Het na – isoleren van achtergevels en bedaking vergroot het comfort.
Mobiliteitsimpact (onder andere toetsing parkeerbehoefte)
Het algemene principe is dat elke bouwaanvraag een parkeerbehoefte genereert. Om te vermijden dat de parkeerbehoefte (geheel of gedeeltelijk) wordt afgewenteld op het openbaar domein, is het de bedoeling om parkeren maximaal op eigen terrein te voorzien, het zogenaamde POET principe (Parkeren Op Eigen Terrein).

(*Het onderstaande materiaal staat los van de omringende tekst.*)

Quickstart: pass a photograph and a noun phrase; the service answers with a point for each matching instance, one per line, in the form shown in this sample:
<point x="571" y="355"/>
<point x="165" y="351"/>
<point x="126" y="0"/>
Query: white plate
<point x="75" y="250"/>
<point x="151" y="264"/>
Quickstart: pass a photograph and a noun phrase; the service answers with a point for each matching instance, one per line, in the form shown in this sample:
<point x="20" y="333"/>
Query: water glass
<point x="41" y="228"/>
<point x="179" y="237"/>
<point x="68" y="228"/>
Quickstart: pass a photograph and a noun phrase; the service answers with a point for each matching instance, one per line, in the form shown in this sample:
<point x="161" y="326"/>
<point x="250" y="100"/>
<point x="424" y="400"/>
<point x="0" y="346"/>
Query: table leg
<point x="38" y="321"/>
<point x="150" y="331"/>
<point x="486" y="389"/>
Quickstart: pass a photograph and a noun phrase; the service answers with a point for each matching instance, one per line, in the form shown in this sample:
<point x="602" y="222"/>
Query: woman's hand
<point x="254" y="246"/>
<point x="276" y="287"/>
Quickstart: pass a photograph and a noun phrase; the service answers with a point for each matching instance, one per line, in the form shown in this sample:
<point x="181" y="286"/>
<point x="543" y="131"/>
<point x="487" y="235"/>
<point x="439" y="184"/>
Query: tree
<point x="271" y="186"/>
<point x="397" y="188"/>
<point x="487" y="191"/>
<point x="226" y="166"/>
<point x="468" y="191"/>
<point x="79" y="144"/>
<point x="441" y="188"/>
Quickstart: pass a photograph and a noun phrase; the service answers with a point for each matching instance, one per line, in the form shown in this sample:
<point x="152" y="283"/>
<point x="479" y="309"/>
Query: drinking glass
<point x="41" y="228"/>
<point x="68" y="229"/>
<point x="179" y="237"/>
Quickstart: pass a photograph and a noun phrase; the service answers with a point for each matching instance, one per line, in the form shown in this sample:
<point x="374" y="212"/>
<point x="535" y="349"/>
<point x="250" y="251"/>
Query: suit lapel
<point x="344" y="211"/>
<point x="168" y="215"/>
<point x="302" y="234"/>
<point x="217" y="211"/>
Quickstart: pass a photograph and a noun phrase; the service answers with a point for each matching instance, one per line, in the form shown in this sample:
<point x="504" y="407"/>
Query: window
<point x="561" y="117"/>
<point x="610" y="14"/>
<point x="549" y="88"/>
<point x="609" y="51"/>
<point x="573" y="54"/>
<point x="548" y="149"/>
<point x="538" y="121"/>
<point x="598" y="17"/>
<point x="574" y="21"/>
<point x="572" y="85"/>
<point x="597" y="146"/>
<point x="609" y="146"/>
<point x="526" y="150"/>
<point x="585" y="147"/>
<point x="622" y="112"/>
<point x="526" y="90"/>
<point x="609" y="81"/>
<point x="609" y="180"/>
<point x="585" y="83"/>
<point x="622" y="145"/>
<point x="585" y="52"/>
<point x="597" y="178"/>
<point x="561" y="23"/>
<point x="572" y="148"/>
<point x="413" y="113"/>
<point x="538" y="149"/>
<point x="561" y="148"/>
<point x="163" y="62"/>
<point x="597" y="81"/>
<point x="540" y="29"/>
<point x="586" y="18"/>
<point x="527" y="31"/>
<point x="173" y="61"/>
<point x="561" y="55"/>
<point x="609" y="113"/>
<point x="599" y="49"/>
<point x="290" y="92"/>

De parkeerparagraaf is evenwel niet van toepassing aangezien de aanvraag betrekking heeft op de verbouwing van een eengezinswoning waarbij de functie en het aantal woongelegenheden ten opzichte van het bestaande ongewijzigd blijven.
Stedenbouwkundige handelingen
Advies over de stedenbouwkundige handelingen
Aan het college wordt voorgesteld om voor de stedenbouwkundige handelingen de omgevingsvergunning te verlenen onder voorwaarden.
Geadviseerde stedenbouwkundige voorwaarden
Uitsluitingen
Het decreet van 25 april 2014 betreffende de omgevingsvergunning, het decreet houdende algemene bepalingen inzake milieubeleid, de Vlaamse Codex Ruimtelijke Ordening en hun uitvoeringsbesluiten zijn van toepassing.
Procedurestap |
Datum |
Indiening aanvraag |
6 juni 2018 |
Volledig- en ontvankelijk |
25 juni 2018 |
Start openbaar onderzoek |
geen |
Einde openbaar onderzoek |
geen |
Gemeenteraad voor wegenwerken |
geen |
Uiterste beslissingsdatum |
24 augustus 2018 |
Verslag GOA |
3 augustus 2018 |
naam GOA |
Karel Bauwens |
Het college sluit zich integraal aan bij het verslag van de gemeentelijke omgevingsambtenaar en maakt dit tot zijn eigen motivatie.
Het college beslist de aanvraag tot omgevingsvergunning goed te keuren en de vergunning af te leveren aan de aanvrager, die ertoe gehouden is:
Uitsluitingen
Het college beslist de plannen, waarvan overzicht als bijlage bij dit besluit gevoegd, goed te keuren.